- Trump rechaza un cese inmediato del fuego y mantiene fuera de la mesa Crimea y la OTAN.
- Zelensky exige garantías de seguridad y asegura que Ucrania no cederá territorios.
- Líderes europeos y la OTAN respaldan la búsqueda de una paz justa y duradera.
Reunión en Washington
El presidente de Estados Unidos, Donald Trump, sostuvo este 18 de agosto un encuentro con su homólogo ucraniano, Volodímir Zelensky, en la Casa Blanca. La cita se dio pocos días después de la cumbre entre Trump y Vladímir Putin en Alaska, donde no hubo acuerdo sobre un alto al fuego, aunque se habló de ofrecer garantías de seguridad a Ucrania.
Postura de Trump
Trump descartó un cese inmediato de hostilidades, argumentando que Rusia podría aprovecharlo militarmente. También reiteró que ni la devolución de Crimea ni la entrada de Ucrania a la OTAN están en discusión, alineándose con exigencias históricas del Kremlin. El mandatario planteó la posibilidad de una reunión trilateral con Putin si los avances en Washington son positivos.
Respuesta de Zelensky
Zelensky agradeció a Trump sus “esfuerzos personales” para buscar la paz, pero dejó claro que Ucrania no cederá territorios ocupados. Además, insistió en la necesidad de contar con garantías de seguridad firmes y apoyo militar de Estados Unidos y sus aliados europeos. “Debemos detener las muertes”, subrayó el presidente ucraniano.
Respaldo europeo
En la reunión participaron la presidenta de la Comisión Europea, Ursula von der Leyen; el presidente francés, Emmanuel Macron; el primer ministro británico, Keir Starmer; el canciller alemán, Friedrich Merz; la primera ministra italiana, Giorgia Meloni; el presidente finlandés, Alexander Stubb, y el secretario general de la OTAN, Mark Rutte. Todos coincidieron en que cualquier acuerdo debe garantizar una paz justa y duradera para Ucrania y Europa.

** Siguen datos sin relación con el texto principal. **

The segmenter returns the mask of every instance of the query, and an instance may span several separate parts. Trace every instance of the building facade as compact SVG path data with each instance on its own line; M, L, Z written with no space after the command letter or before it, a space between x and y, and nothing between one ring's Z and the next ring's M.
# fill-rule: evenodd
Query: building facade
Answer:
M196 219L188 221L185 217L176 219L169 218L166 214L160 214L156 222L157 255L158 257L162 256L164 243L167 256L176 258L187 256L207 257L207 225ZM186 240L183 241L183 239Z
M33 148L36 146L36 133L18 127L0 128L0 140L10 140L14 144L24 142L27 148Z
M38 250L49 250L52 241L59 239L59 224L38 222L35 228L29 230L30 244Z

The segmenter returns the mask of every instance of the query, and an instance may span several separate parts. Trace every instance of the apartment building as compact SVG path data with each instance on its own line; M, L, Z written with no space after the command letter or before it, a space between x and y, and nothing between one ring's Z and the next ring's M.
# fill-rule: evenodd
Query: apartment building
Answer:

Ataques rusos durante la cumbre
Mientras se desarrollaba la cita en Washington, Rusia lanzó ataques con drones y misiles contra Ucrania, que dejaron al menos siete muertos, incluidos dos niños. Zelensky calificó estas acciones como un intento de “humillar los esfuerzos diplomáticos” que se discutían en la Casa Blanca.